Obama won on his own terms, strategically and symbolically. He rolled up a series of contested states, from Colorado to Virginia, long out of Democratic reach. And his victory reflected the accuracy of his vision of a reshaped country. Racism, much discussed, turned out to be a footnote, and African-American turnout was not unusually high. Instead, Obama drew his strength from an array of racially mixed, growing areas around cities like Orlando, Washington, Indianapolis, and Columbus on his way to at least 334 electoral votes.
In his clear-cut victory, Obama became the first Democrat to win a majority of American votes since Jimmy Carter’s 1976 election. He won states just months ago thought to be impregnable to his party, places that just four years ago went for President Bush by double-digits: Virginia, Indiana, and North Carolina among them.
Indeed, Obama won in all regions of the country but the Deep South, piling up big wins in the perennial Democratic bulwarks on both coasts and making deep inroads into New South states, the industrial and agricultural heartland and the fast-growing Rocky Mountain West.
But perhaps most spectacularly, he found victory with a multiracial coalition that has the makings of a formidable political base of power.
If his was the first 21st century campaign, his victory was powered by a new face of America: comprised of all ethnicities, hailing mostly from cities and suburbs, largely under 40 years old, and among all income classes.
As they emphatically proved by obliterating the presidential color line, many of these voters are not guided by traditional cultural attachment to race, religion or region.
What makes his victory so resounding, and so daunting for Republicans, was that he combined support from African-Americans, Jews, and young whites with other key groups.

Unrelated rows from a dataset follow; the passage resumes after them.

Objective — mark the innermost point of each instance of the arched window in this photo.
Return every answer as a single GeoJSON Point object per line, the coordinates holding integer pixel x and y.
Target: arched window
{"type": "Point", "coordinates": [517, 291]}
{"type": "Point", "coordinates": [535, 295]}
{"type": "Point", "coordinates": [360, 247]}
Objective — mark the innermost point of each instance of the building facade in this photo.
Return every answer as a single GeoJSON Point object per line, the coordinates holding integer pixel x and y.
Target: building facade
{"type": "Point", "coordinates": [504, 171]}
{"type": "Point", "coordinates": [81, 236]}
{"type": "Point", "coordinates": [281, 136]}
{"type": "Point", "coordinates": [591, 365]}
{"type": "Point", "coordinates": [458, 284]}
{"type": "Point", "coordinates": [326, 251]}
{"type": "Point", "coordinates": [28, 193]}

He also reversed President Bush’s advances with Hispanic voters.
Further, and even more worrisome for the GOP, Obama was dominant among self-described “moderate” voters, a 60 percent swath of Americans larger than either self-described liberals or conservatives.

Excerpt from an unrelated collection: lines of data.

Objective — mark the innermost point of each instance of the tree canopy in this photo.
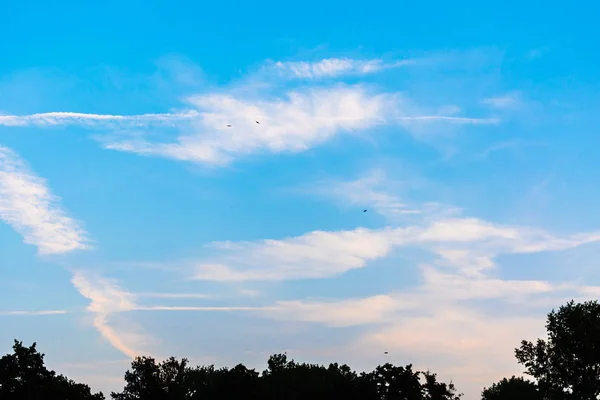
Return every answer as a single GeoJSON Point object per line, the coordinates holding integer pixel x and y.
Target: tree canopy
{"type": "Point", "coordinates": [23, 376]}
{"type": "Point", "coordinates": [564, 366]}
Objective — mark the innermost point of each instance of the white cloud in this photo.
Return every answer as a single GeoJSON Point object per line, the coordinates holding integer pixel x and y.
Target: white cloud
{"type": "Point", "coordinates": [468, 244]}
{"type": "Point", "coordinates": [509, 100]}
{"type": "Point", "coordinates": [317, 254]}
{"type": "Point", "coordinates": [295, 123]}
{"type": "Point", "coordinates": [342, 313]}
{"type": "Point", "coordinates": [73, 118]}
{"type": "Point", "coordinates": [107, 299]}
{"type": "Point", "coordinates": [33, 313]}
{"type": "Point", "coordinates": [29, 207]}
{"type": "Point", "coordinates": [175, 295]}
{"type": "Point", "coordinates": [333, 67]}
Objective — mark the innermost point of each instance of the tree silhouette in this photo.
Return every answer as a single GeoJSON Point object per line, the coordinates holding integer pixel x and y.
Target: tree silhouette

This 21st century coalition allowed Obama to blow out McCain in cities and suburbs where Bush had narrowly won or lost by smaller margins four years ago, and to pull off narrow wins in Virginia, North Carolina, Florida, Indiana and Ohio.
He ran up huge margins in heavily-black cities and counties in each, but was able to edge out McCain thanks to big wins in populous, racially-mixed localities like Northern Virginia’s Fairfax County (59 percent), Charlotte’s Mecklenburg County (62 percent), Orlando’s Orange County (59 percent), Indianapolis’s Marion County (64 percent) and Columbus’s Franklin County (59 percent).
The coalition underscored the theme that made Obama famous in 2004, and one that he returned to in his victory speech, citing his support from “young and old, rich and poor, Democrat and Republican, black, white, Latino, Asian, Native American, gay, straight, disabled and not disabled—Americans who sent a message to the world that we have never been a collection of Red States and Blue States: we are, and always will be, the United States of America.”